Devant le mal, c’est l’heure du jugement. Qui es-tu lorsque ta vie et
celle des autres est menacée ou du moins chamboulée ? Quand le mal est là,
chacun est confronté à la vérité de son existence. Non qu’il y ait du mal pour
que nous soyons confrontés à la vérité de notre existence ! Ce serait
absurde, abject. Mais quand le mal est là, c’est sûr, nous sommes confrontés à
qui nous sommes. On voit qui sont les
aveugles, qui ferment les yeux aux autres et ne pensent qu’à eux, à leur stock
de papier hygiénique et de nouilles, à leur confort en refusant un strict
confinement.
Certains vont mourir, tous sont privés, un peu, de leur liberté. Le
mal est là, obstiné, irréversible. Comment ne pas sombrer de son côté ? Comment
ne pas pactiser avec lui, ajoutant au virus, le mépris et la haine des autres ?
La guérison de l’aveugle né, c’est déjà le procès de Jésus, la haine contre
lui. Le mal contamine, il passe de cet aveugle, victime, à Jésus victime. Comment
ne pas se laisser contaminer, non par le virus, mais par le mal ? Comment vivre
en paix dans nos maisons ? Cela ne sera pas toujours facile, pas seulement
pour les enfants. Comment soutenir les associations qui viennent en aide à ceux
qui n’ont pas de chez eux, SDF et migrants ? Comment continuer les
distributions de nourriture ? Comment ne pas profiter du système (puisque
l’Etat paye, pourquoi se casser les pieds à bosser ?). La délinquance et l’ultralibéralisme
ont vite fait de voir toutes les opportunités que leur offrait le virus ! Le
racisme s’en donne à cœur joie : c’est la faute aux Chinois !
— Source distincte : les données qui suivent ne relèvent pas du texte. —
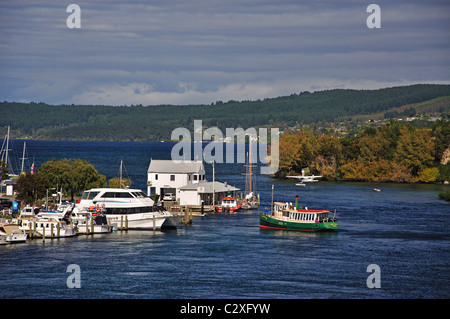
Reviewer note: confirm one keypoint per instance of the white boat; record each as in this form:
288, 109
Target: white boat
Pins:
228, 205
27, 212
88, 222
13, 233
129, 208
46, 227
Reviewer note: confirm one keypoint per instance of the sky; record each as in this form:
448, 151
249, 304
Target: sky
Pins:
183, 52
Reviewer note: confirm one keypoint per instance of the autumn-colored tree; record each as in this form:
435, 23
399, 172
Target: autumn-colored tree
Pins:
415, 149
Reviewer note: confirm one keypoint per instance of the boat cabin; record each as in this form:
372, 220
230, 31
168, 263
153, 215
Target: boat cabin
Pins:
289, 212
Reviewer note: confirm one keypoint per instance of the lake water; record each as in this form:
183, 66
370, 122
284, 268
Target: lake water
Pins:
404, 229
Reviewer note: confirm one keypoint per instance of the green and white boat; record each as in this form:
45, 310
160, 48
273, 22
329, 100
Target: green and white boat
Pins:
287, 217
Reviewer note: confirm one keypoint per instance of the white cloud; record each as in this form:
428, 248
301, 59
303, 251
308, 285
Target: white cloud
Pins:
200, 51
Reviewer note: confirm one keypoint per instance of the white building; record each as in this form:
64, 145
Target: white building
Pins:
166, 176
186, 181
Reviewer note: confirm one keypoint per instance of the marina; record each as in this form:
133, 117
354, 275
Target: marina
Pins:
213, 255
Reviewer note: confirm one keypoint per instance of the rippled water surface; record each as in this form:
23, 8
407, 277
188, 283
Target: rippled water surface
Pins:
403, 229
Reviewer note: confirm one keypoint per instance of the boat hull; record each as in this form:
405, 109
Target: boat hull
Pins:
269, 222
144, 221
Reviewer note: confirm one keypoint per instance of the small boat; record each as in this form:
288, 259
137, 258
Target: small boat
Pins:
27, 212
127, 207
228, 205
13, 233
289, 217
90, 222
47, 227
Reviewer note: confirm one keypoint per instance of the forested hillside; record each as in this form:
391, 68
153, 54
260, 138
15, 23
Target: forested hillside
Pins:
143, 123
395, 152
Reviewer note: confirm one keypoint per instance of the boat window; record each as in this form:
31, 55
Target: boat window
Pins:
123, 195
92, 195
108, 195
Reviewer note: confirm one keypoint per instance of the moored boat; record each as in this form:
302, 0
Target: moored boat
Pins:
46, 227
13, 233
228, 205
129, 208
288, 217
90, 222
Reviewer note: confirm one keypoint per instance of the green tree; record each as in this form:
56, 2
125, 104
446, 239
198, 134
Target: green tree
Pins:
415, 149
73, 176
31, 187
115, 182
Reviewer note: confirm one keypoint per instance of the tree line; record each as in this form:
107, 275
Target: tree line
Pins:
396, 152
156, 122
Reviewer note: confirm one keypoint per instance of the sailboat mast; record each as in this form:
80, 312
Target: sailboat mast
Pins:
120, 175
7, 147
250, 166
23, 156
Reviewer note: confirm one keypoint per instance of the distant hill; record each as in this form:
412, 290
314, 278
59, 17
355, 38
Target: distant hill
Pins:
156, 122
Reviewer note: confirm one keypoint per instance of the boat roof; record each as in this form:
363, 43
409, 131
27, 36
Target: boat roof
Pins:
113, 190
208, 187
321, 211
169, 166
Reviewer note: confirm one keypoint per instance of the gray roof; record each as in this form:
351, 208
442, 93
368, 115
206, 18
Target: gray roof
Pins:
169, 166
207, 187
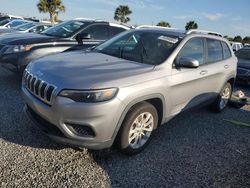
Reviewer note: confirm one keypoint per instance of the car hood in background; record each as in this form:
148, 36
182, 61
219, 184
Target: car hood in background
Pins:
28, 38
244, 63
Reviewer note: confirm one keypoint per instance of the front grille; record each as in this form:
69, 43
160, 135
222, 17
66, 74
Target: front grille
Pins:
242, 71
39, 88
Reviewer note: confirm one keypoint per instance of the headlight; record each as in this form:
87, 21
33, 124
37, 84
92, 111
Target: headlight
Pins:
18, 48
90, 96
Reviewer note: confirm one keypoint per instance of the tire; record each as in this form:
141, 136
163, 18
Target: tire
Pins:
222, 100
134, 136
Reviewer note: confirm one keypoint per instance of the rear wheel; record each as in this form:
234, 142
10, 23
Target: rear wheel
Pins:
137, 128
223, 98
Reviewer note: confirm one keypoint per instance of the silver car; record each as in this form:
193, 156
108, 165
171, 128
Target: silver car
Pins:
123, 89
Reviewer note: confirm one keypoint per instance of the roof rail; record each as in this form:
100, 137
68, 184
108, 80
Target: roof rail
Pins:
90, 19
203, 31
153, 26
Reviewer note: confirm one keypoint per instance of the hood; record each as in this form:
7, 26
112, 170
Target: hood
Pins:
26, 38
82, 70
244, 63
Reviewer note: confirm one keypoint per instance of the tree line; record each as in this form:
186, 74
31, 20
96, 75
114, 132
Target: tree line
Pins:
122, 12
Chaque existence est confrontée au mal à un moment ou
à un autre. Nous le sommes actuellement ensemble, non seulement en France, mais
dans le monde. Comment ne pas succomber au mal ? C’est un moment de
vérité, un kairos comme disent les
théologiens en parlant grec. Notre existence est mise en lumière ‑ ce n’est
pas pour rien qu’il s’agit dans l’évangile d’un aveugle. Comme toujours, même
si nous ne le voyions pas souvent, ‑ encore une question de cécité ‑ l’astre d’en haut vient nous visiter pour
illuminer ceux qui habitent les
ténèbres et l’ombre de la mort, pour conduire nos pas au chemin de la paix.